O filme “The Journey” surgiu por “motivos egoístas”, funcionando como “uma forma de terapia” contra o flagelo da guerra no Iraque, admite o seu realizador. “Podemos dizer que os os meus filmes são uma forma de lidar com as sequelas da guerra”, explicou Mohamed al-Daradji, em entrevista à agência AFP.

“Para mim, os iraquianos não choraram, não conseguiram aceitar o que aconteceu (…) e tenho a impressão de que talvez o meu filme possa ajudar as pessoas a reconhecerem-se na tela”, salientou o cineasta de 40 anos.

“The Journey”, o primeiro filme a estrear de forma comercial no Iraque em 27 anos, foi seleccionado pelo país como candidato oficial para a próxima cerimónia dos Óscares, na categoria de melhor filme estrangeiro. É a terceira vez que Mohamed Al-Daradji representa o Iraque nesta competição, depois de “Ahlaam” (“Dreams”, em inglês) em 2007 e “Son of Babylon” em 2010.

A história, que recua até 2006, cinco minutos antes da prisão do ditador Saddam Hussein, centra-se numa mulher suicida que se prepara para perpetrar um atentado contra a estação ferroviária de Bagdad, quando subitamente se dá conta desse acto horrível.

Na estação ferroviária, o cineasta reflecte a dor dos iraquianos através de diferentes personagens, desde uma jovem casada à força até às crianças da rua que sobrevivem a vender flores e engraxar sapatos, passando por um músico que volta à vida normal após ter passado 22 anos num campo de prisioneiros.
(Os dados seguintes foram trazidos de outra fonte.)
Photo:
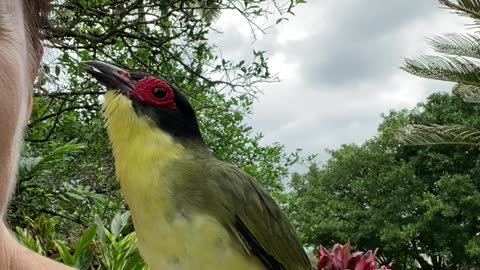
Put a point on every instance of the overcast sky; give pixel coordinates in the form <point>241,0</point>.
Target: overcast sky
<point>338,61</point>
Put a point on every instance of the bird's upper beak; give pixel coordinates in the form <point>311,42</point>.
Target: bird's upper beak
<point>111,76</point>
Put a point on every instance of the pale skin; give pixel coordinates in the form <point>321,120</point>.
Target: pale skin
<point>18,69</point>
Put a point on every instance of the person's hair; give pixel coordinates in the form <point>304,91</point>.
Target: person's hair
<point>36,18</point>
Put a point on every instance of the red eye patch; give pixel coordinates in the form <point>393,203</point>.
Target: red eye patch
<point>144,91</point>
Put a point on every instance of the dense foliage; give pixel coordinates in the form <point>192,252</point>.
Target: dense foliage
<point>418,204</point>
<point>67,181</point>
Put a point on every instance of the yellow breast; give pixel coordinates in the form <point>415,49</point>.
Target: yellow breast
<point>167,238</point>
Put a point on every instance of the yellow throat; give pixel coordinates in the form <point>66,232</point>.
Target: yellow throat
<point>167,240</point>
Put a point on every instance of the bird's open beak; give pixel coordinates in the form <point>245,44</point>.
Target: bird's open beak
<point>111,76</point>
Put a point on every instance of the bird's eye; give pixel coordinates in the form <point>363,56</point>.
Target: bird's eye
<point>159,92</point>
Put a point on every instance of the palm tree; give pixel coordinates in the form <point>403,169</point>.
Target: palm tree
<point>458,61</point>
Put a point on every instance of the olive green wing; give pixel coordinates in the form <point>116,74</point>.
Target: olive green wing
<point>257,220</point>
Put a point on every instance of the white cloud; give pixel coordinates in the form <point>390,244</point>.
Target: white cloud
<point>339,65</point>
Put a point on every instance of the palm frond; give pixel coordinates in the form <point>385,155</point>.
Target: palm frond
<point>439,134</point>
<point>469,93</point>
<point>468,8</point>
<point>457,44</point>
<point>445,68</point>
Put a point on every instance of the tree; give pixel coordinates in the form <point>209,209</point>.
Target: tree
<point>165,38</point>
<point>420,205</point>
<point>455,62</point>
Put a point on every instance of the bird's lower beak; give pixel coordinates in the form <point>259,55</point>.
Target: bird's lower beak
<point>111,76</point>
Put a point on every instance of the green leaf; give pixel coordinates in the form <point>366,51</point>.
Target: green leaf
<point>83,243</point>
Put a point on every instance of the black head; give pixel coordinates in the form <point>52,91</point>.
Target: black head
<point>154,98</point>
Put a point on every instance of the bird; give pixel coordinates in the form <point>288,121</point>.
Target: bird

O cineasta não se esqueceu dos inevitáveis militares americanos, que patrulhavam a estação dando ordens mas sem ficarem isentos de humanidade, como um soldado que canta uma música por telefone para o filho que mora nos EUA.

Para esta história, Al-Daradji inspirou-se num artigo sobre uma adolescente iraquiana de 17 anos, presa com explosivos em volta do corpo. “Comecei a pesquisar e descobri que havia mais de 200 mulheres suicidas no Iraque”, contou.

O realizador conseguiu aprofundar o seu roteiro graças ao encontro com uma prisioneira capturada pelo exército iraquiano. “Olhei-a e era um ser humano, bela e inteligente”, apontou o cineasta, que neste filme coloca “a possibilidade de redenção” para os suicidas. “Poderão recuperar a humanidade que perderam?”, questiona.

O seu próximo filme, “Bird of Paradise”, também terá uma mulher e crianças como personagens de referência. “Na infância, ninguém me escutava. É por isso que uso as crianças e mulheres nos filmes, para lhes dar voz”, explicou.

Como sempre, a história caótica do seu país será central no filme. “Acredito que todos os iraquianos sofrem de stress pós-traumático (…). Através dos meus filmes grito, projecto toda a minha ira e frustração”, destacou.